Non-interest income for the quarter ended March 31, 2012 was impacted by lower accretion of discount on the FDIC indemnification asset of $6.8 million as compared to $19.6 million for the quarter ended March 31, 2011. As the expected cash flows from ACI loans have increased as discussed above, the Company expects reduced cash flows from the FDIC indemnification asset, resulting in lowered accretion.
Net gain on indemnification asset was $134 thousand for the quarter ended March 31, 2012, as compared to $26.3 million for the quarter ended March 31, 2011. Factors impacting this change included the variance in OREO impairment and gains (losses) on the sale of OREO as discussed below, as well as the variance in the provision for losses on covered loans as discussed above.
Non-Interest Expense
Non-interest expense totaled $84.1 million for the quarter ended March 31, 2012 as compared to $204.3 million for the quarter ended March 31, 2011. Non-interest expense for the quarter ended March 31, 2011 included a one-time compensation expense of $110.4 million recorded in conjunction with the Companys IPO.
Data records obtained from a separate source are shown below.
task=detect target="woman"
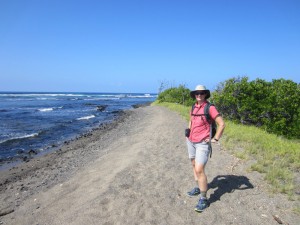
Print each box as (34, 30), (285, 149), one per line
(187, 85), (225, 212)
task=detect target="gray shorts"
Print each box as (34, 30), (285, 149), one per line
(186, 139), (210, 165)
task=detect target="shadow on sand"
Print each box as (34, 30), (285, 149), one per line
(208, 175), (254, 203)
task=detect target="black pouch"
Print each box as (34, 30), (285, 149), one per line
(184, 128), (191, 137)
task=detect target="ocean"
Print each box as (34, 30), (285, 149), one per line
(0, 92), (157, 167)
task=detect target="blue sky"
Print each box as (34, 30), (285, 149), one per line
(0, 0), (300, 93)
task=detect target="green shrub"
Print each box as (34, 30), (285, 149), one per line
(212, 77), (300, 138)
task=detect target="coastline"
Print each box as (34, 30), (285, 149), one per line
(0, 106), (299, 225)
(0, 103), (144, 212)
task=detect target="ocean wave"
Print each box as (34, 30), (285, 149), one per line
(76, 115), (95, 120)
(0, 133), (39, 144)
(38, 108), (53, 112)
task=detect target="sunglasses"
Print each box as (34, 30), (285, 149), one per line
(195, 92), (206, 95)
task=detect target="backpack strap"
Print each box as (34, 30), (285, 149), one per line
(204, 102), (214, 158)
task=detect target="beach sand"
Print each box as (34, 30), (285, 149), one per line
(0, 106), (300, 225)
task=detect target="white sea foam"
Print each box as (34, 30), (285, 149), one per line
(38, 108), (53, 112)
(76, 115), (95, 120)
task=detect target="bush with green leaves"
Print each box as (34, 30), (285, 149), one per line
(212, 77), (300, 138)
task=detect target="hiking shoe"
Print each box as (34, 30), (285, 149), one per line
(187, 187), (200, 197)
(195, 198), (209, 212)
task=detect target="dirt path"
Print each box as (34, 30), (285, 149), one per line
(0, 106), (300, 225)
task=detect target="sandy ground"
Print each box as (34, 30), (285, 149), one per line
(0, 106), (300, 225)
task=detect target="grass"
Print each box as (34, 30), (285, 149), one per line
(153, 102), (300, 199)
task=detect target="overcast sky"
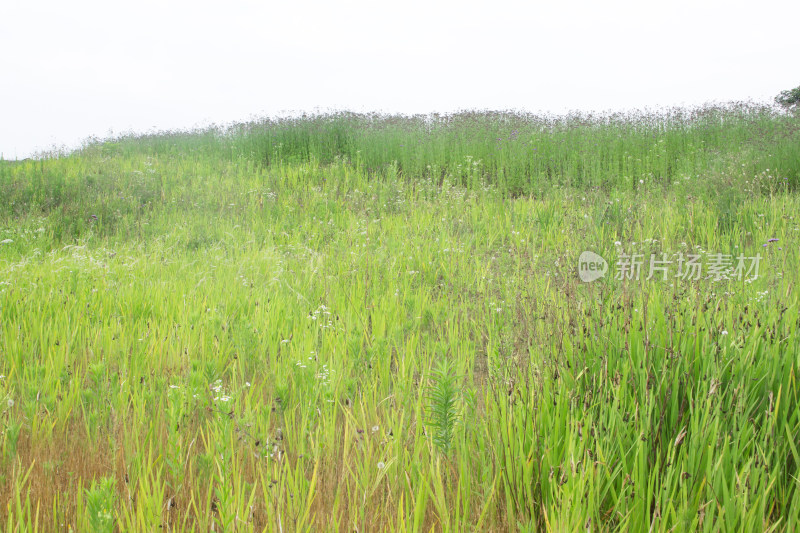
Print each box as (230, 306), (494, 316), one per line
(0, 0), (800, 159)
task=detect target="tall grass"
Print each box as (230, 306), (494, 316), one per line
(0, 107), (800, 532)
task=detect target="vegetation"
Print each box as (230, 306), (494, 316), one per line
(775, 87), (800, 109)
(0, 105), (800, 532)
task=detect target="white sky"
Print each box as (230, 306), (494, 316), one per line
(0, 0), (800, 159)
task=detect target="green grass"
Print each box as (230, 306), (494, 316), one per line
(0, 106), (800, 532)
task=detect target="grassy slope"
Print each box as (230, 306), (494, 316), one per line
(0, 108), (800, 531)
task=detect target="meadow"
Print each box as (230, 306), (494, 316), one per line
(0, 104), (800, 533)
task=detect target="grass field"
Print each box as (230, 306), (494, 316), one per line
(0, 105), (800, 532)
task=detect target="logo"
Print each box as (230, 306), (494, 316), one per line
(578, 252), (608, 283)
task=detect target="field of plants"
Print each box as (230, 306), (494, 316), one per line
(0, 104), (800, 533)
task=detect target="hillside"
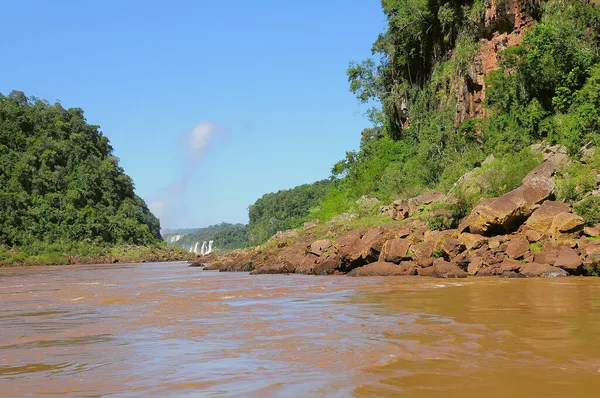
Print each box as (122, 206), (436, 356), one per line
(163, 223), (249, 253)
(207, 0), (600, 244)
(0, 91), (189, 263)
(200, 0), (600, 277)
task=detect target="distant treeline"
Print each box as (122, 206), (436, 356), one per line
(0, 91), (161, 254)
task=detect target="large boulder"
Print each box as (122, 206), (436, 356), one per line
(337, 228), (387, 271)
(458, 233), (488, 250)
(459, 161), (556, 235)
(348, 261), (417, 276)
(504, 238), (529, 259)
(521, 263), (568, 278)
(389, 191), (444, 220)
(431, 258), (468, 278)
(379, 239), (411, 264)
(309, 239), (332, 257)
(525, 200), (570, 234)
(313, 257), (340, 275)
(554, 246), (583, 274)
(550, 212), (584, 239)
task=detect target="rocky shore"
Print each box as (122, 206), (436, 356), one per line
(196, 146), (600, 278)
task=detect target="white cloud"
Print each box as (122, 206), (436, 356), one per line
(190, 122), (216, 151)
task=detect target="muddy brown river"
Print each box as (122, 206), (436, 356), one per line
(0, 263), (600, 398)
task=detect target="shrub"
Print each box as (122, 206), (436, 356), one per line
(575, 196), (600, 226)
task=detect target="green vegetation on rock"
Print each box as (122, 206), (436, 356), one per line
(0, 91), (170, 264)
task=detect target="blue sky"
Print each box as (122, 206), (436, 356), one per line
(0, 0), (385, 228)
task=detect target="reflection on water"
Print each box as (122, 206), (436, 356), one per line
(0, 264), (600, 398)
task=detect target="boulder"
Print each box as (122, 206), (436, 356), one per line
(525, 229), (543, 243)
(583, 225), (600, 238)
(313, 257), (341, 275)
(550, 212), (584, 239)
(504, 238), (529, 259)
(441, 238), (465, 259)
(525, 200), (570, 234)
(554, 247), (583, 274)
(458, 232), (488, 250)
(348, 261), (417, 276)
(459, 162), (556, 235)
(521, 263), (568, 278)
(417, 267), (435, 276)
(533, 249), (558, 265)
(467, 257), (483, 275)
(500, 259), (523, 274)
(379, 239), (411, 264)
(309, 239), (332, 257)
(389, 191), (444, 220)
(431, 258), (468, 278)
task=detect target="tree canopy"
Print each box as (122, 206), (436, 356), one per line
(0, 91), (160, 246)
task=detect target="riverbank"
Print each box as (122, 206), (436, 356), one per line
(0, 244), (196, 267)
(197, 146), (600, 278)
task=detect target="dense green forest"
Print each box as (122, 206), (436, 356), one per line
(248, 180), (331, 244)
(163, 223), (249, 250)
(224, 0), (600, 243)
(0, 91), (161, 254)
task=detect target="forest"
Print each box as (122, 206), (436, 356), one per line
(237, 0), (600, 243)
(0, 91), (161, 260)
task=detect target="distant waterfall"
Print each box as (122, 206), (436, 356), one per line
(190, 240), (214, 256)
(167, 235), (185, 243)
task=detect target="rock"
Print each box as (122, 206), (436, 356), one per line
(442, 238), (465, 259)
(337, 227), (386, 271)
(459, 162), (556, 235)
(525, 200), (570, 234)
(415, 257), (435, 268)
(500, 259), (523, 274)
(505, 238), (529, 259)
(554, 247), (583, 274)
(310, 239), (332, 257)
(458, 232), (488, 250)
(533, 249), (558, 265)
(411, 241), (434, 261)
(550, 212), (584, 239)
(583, 225), (600, 238)
(488, 236), (504, 250)
(450, 252), (471, 271)
(389, 191), (444, 220)
(467, 257), (483, 275)
(417, 267), (435, 276)
(500, 271), (525, 278)
(379, 239), (410, 264)
(394, 228), (411, 239)
(313, 257), (341, 275)
(302, 220), (320, 231)
(432, 258), (468, 278)
(521, 263), (568, 278)
(525, 229), (543, 243)
(348, 261), (417, 276)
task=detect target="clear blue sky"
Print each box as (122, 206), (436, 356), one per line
(0, 0), (385, 228)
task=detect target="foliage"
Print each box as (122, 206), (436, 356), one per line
(0, 242), (192, 267)
(0, 91), (160, 250)
(248, 180), (331, 244)
(240, 0), (600, 230)
(163, 223), (249, 250)
(574, 196), (600, 226)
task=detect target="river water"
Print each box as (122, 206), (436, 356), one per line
(0, 263), (600, 398)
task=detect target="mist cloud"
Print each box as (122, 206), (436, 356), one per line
(188, 121), (217, 162)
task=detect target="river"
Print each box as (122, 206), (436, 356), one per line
(0, 263), (600, 398)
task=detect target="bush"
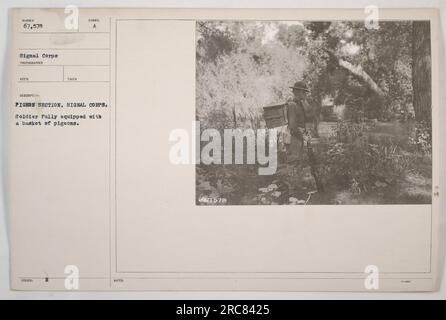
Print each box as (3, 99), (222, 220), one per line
(323, 123), (411, 194)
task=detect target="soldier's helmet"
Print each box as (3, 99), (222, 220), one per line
(290, 81), (310, 92)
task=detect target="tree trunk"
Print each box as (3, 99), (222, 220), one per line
(412, 21), (432, 121)
(326, 50), (385, 97)
(338, 59), (384, 97)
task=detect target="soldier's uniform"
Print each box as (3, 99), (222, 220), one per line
(287, 81), (310, 162)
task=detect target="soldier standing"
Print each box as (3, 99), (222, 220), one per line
(287, 81), (324, 192)
(287, 81), (309, 162)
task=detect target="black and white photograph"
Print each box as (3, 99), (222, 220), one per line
(196, 20), (432, 205)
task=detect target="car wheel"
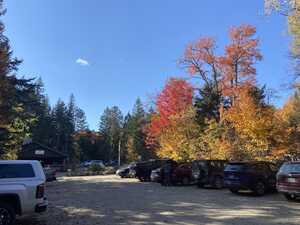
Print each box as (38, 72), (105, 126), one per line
(214, 176), (224, 189)
(254, 181), (266, 196)
(197, 181), (204, 188)
(229, 188), (239, 194)
(0, 203), (16, 225)
(284, 194), (297, 201)
(182, 177), (190, 186)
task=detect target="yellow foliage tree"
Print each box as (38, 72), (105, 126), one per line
(277, 91), (300, 158)
(221, 87), (280, 160)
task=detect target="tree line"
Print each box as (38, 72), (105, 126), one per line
(0, 0), (300, 163)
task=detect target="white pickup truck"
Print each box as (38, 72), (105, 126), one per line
(0, 160), (48, 225)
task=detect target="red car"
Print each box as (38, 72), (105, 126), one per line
(172, 163), (192, 185)
(277, 161), (300, 200)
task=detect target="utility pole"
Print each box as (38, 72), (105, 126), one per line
(118, 138), (121, 167)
Employee compensation and benefits (excluding the one-time charge of $110.4 million discussed above) and occupancy and equipment expense increased for the quarter ended March 31, 2012 as compared to the quarter ended March 31, 2011, reflecting the Companys hiring of experienced
commercial lending teams and the opening and refurbishment of branches. For the quarter ended March 31, 2012, the aggregate of OREO related expense, gain (loss) on sale of OREO, foreclosure expense, and impairment of other real estate owned totaled $9.9 million, as compared to $30.6 million for the quarter ended March 31, 2011. The lower level of expense for the quarter ended March 31, 2012 reflected lower levels of foreclosure activity and OREO as compared to the prior year.
Earnings Conference Call and Presentation
A conference call to discuss the first quarter results will be held at 9:00 a.m. EDT on Wednesday April 25th with Chairman, President, and Chief Executive Officer, John A. Kanas and Chief Financial Officer, Douglas J. Pauls.
The earnings release will be available on the Investor Relations page under About Us on www.bankunited.com prior to the call. The call may be accessed via a live Internet webcast at www.bankunited.com or through a dial in telephone number at (888) 680-0894 (domestic) or, (617) 213-4860 (international). The name of the call is BankUnited, and the pass code for the call is 37694054. A replay of the call will be available from 11:00 a.m. EDT on April 25 through 11:59 p.m. EDT on May 2 by calling (888) 286-8010 (domestic) or (617) 801-6888 (international). The pass code for the replay is 11033125. An archived webcast will also be available on the Investor Relations page of www.bankunited.com.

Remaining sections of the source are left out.